Shared sorrow

Shannon Wright gives you something to cry about.


Paradox, 524-7677, $8 8 p.m. Tues., Nov. 13

PART OF Shannon Wright enjoys making people cry. When I tell her that I've witnessed audience members actually leaving her performances in tears, the Atlanta-based singer/songwriter (and former frontperson for Florida pop darlings Crowsdell) counters with a long laugh.

"That makes me feel really good," she says in a Southern drawl that's charming even over a murky long- distance phone line. "That's what music does for me. How often are we driven by all this bullshit in life? But if we can come together and feel this way in a room with a small amount of people. . . . It's not a negative thing."

But Wright is not a callous misanthrope with little regard for the feelings of others. Actually, she's quite the opposite. As a performer and as an artist, Wright takes a perverse pleasure in exposing the raw, bloody emotions that make up daily human existence. On her third solo record, Dyed in the Wool (released last August on Quarterstick), Wright dives headlong into her own darkness, dragging frantic passions and evil demons into the light. It feels intensely personal because it is: She sacrifices herself so that others might find recognition in her experiences.

"I think we all feel the same, but we get no credit that we are so similar and have similar emotions," she explains. "People don't want to feel [the way I make them feel] because they don't think they have those emotions inside them. And I respect that, but I think people that are open appreciate it. It's not necessarily saying, 'Hey, here's this sorrow!' but that you're not alone."

Indeed, the tone of Dyed in the Wool makes for both a familiar and disquieting listen. More aggressive than her 1999 debut, Flightsafety, and less jagged than 2000's Maps of Tacit, Dyed in the Wool highlights Wright's stark and beautiful voice as it attempts to howl its way out of the blackness. Her tales of despair and isolation are projected on stunning instrumental work by members of Man or Astro-man?, Rachel's, and the Glands, among others, and her own crazed circus of guitar and piano. Dynamic tracks like "Hinterland" and "The Path of Least Persistence (Figure II)" practically split themselves down the middle in an attempt to show their innards, while deeper, quieter moments like "Method of Sleeping" seem to cower in corners, clutching security blankets with wide eyes.

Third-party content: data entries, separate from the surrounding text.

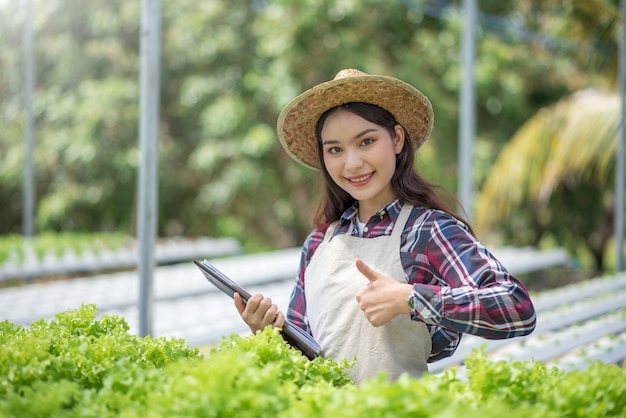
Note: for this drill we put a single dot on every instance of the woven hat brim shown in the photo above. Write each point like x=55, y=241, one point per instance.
x=298, y=120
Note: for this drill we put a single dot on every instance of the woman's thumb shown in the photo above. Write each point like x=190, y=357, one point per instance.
x=366, y=270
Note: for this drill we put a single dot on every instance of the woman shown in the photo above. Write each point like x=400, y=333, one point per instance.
x=391, y=274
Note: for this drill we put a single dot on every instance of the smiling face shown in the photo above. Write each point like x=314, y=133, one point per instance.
x=360, y=157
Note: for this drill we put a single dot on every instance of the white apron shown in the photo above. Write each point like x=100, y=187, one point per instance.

Wright mirrors the unpredictable emotional tilts of the record in her live performance. Onstage, she loses her capitals and calm demeanor and becomes shannonwright. Lurching over her guitar and stomping her feet, she fumes with the rage of an abused child and then, in moments of calm, she caresses her piano gently while an eerie display panel illuminates the notes in red flashing light. She is an unknowable and volatile other—the Dr. Jeckyll/Mr. Hyde of indie rock.

"I think we're all that way," she says. "We all have a side to us that's very intense. I just let that side come out. It doesn't mean I'm a bad person or that I'm mean. It's also the side of us that's hopeful and beautiful. It's not all negative. Also, being a woman, it's like, 'She's scary!' It probably is scary. I have no idea because I'm just being me."

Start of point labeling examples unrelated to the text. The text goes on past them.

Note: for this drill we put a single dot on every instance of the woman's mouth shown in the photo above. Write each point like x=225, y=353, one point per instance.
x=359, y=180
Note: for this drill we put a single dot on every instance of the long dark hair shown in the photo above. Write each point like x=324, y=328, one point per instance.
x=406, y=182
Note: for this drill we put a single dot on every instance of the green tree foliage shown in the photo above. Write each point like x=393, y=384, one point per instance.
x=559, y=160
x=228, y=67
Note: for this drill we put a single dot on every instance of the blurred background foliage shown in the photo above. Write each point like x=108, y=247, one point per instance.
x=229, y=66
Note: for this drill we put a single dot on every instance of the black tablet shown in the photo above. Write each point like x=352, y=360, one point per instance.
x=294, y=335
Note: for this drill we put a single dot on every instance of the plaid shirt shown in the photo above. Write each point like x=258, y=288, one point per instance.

Wright doesn't balk at being considered a frightening performer. In fact, she treats the whole thing rather glibly, even referring to herself as a monster. All kidding aside, the truth is that Wright's performances can be scary. But that quality also makes them intense and real. Like a car accident, she gives us a chance to stare at blatant human wreckage: it's horrific, painful, and utterly enthralling.

"It is a very intense show," she says. "I'm so driven by being honest that it keeps me on. I get angry onstage if something distracts me or if something's not technically going right or interrupting what I want to do. I take it so seriously and I want it to be so honest and true for the audience. I don't want to be thinking about anything but the songs."